I think the problem people are actually having is that you are revising history a bit to suggest your “known” was a guarantee, but that directly contradicts dozens of analysts suggesting the CMA would pass due to the remedies provided, or the tone shift CMA took publicly just weeks before the announcement.
It’s not just that you’re driving conversation, which isn’t inherently a bad thing, but that you’re doing so down a road that’s not been paved and you’re telling everyone it always was… just some food for thought.
Plenty of both in the CMAs reasonings. Blocking a merger for 1% of the market. The fuzzy math. Im also going to put illegal out there. There’s no way thats not deliberate.
If I were MS i would argue that they have no faith in the CMA to judge it professionally due to their many many errors and allow the deal as per the remedies offered. Why bounce the decision back to a bunch of error prone morons.
CAT has authority to overturn any CMA decision directly but on mergers the CMA has huge leeway and space in law so in practical terms its not happening and best case scenario is remittal for the CMA to re-run their process again with whatever points of procedural error or irrationality MS win in the CAT factored in.
I can call it illegal if they have fudged numbers with malice and they have more than once. Incompetant if its not deliberate and corrupt if it is. I wouldnt want my merger to be decided by either.
The leeway is irrationality. If we go back and look at Meta the ONLY reason that CAT did not overturn the decision was because Meta owned 70% of the market (an large, robust current market). They point to that over and over. The rest of the argument was speculative and by their own admission faulty and ripe to be overturned. Their messaging in that ruling was likely supposed to be a message to the CMA for the future, but they didn’t listen.
I dont know what the likelihood is, but the CMA used a number of incomplete amd incorrectly calculated MAU % and marketshare % that will be ripped to shreds. Even in cloud gaming, Microsoft does not have this 70% marketshare that the CMA claimed, it was once again a result of bad (or slanted) analysis and poor math.
When Microsoft makes their case at CAT it will be clear that Microsoft owns less than 30% of the nascent cloud market and that the CMA failed to make a solid argument of why Microsoft with Activision Blizzard Inc would have an advantage over current cloud competitors thats insurmountable over current and future entrants (Tencent, Embracer, Nintendo, Apple).
Indirectly, it might.
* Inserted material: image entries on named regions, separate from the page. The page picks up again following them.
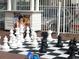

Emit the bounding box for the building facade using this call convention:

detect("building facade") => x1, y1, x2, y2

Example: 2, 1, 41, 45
0, 0, 79, 33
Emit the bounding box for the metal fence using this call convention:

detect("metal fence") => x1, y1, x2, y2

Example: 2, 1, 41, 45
40, 0, 79, 33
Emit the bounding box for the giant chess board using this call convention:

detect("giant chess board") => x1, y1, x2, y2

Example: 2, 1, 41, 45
1, 41, 79, 59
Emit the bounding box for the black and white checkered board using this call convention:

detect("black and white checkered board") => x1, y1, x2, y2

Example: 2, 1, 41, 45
1, 41, 79, 59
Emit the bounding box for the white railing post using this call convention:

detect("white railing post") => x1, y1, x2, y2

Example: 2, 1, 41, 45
36, 0, 39, 11
13, 0, 17, 10
30, 0, 34, 11
57, 2, 61, 35
7, 0, 11, 11
63, 0, 66, 33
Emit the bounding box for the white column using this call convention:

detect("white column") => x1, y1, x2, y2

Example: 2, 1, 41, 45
13, 0, 17, 10
63, 0, 66, 33
57, 2, 61, 35
31, 12, 41, 31
30, 0, 34, 11
7, 0, 11, 11
36, 0, 39, 11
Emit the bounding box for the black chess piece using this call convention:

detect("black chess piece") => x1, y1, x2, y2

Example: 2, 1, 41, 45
69, 38, 76, 46
67, 44, 75, 59
56, 35, 63, 47
66, 38, 77, 59
39, 32, 48, 53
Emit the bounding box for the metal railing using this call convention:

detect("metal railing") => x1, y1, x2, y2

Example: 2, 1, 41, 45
40, 0, 79, 34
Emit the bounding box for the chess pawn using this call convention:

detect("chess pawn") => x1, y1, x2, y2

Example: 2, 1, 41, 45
20, 24, 24, 42
2, 36, 9, 51
9, 29, 14, 44
32, 31, 38, 48
32, 38, 38, 48
25, 27, 31, 43
47, 30, 53, 42
15, 27, 20, 36
9, 36, 17, 48
39, 32, 48, 53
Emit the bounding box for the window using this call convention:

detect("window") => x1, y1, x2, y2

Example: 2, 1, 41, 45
17, 0, 30, 10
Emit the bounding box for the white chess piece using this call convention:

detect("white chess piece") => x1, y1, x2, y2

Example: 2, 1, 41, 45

Microsoft is a huge employer, when UK irrationally obstruct its business opportunities, MS will look to expand elsewhere.
Tho specifically for games, Microsoft has always been UK centric and they should finally expand into the continental Europe regardless of the outcome here - Xbox needs the flavor mainland developers could provide.
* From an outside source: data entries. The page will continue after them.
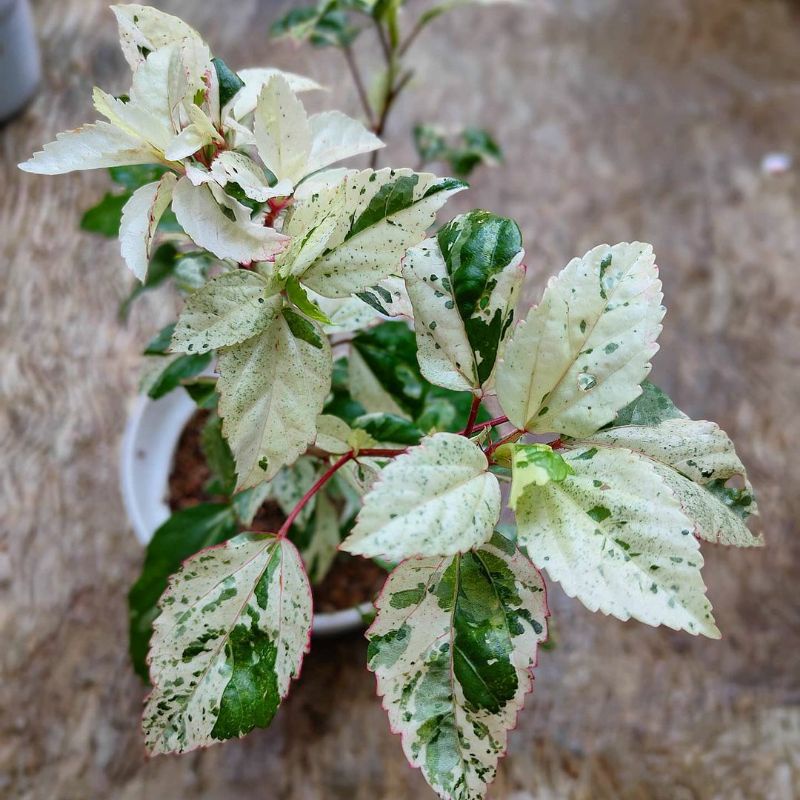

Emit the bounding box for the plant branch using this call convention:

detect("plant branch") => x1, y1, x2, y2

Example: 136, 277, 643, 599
462, 397, 481, 436
342, 44, 375, 128
278, 450, 353, 539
I’m not saying it was ‘my known’. Pre announcement of the acquisition the CMA view on behavioural remedies was known. They haven’t changed this for this deal. This document was published in December 2018. There was also a ton of commentary from people in the UK explaining that the CMA do not like behavioural remedies. It wasn’t like they just invented that.
This is the CMA remedy guidance. It was published in 2018. Its been referred to often during the process but its not a hidden document.
I quote one part:
Behavioural remedies are unlikely to deal with an SLC and its adverse
effects as comprehensively as structural remedies and may result in
distortions when compared with a competitive market outcome.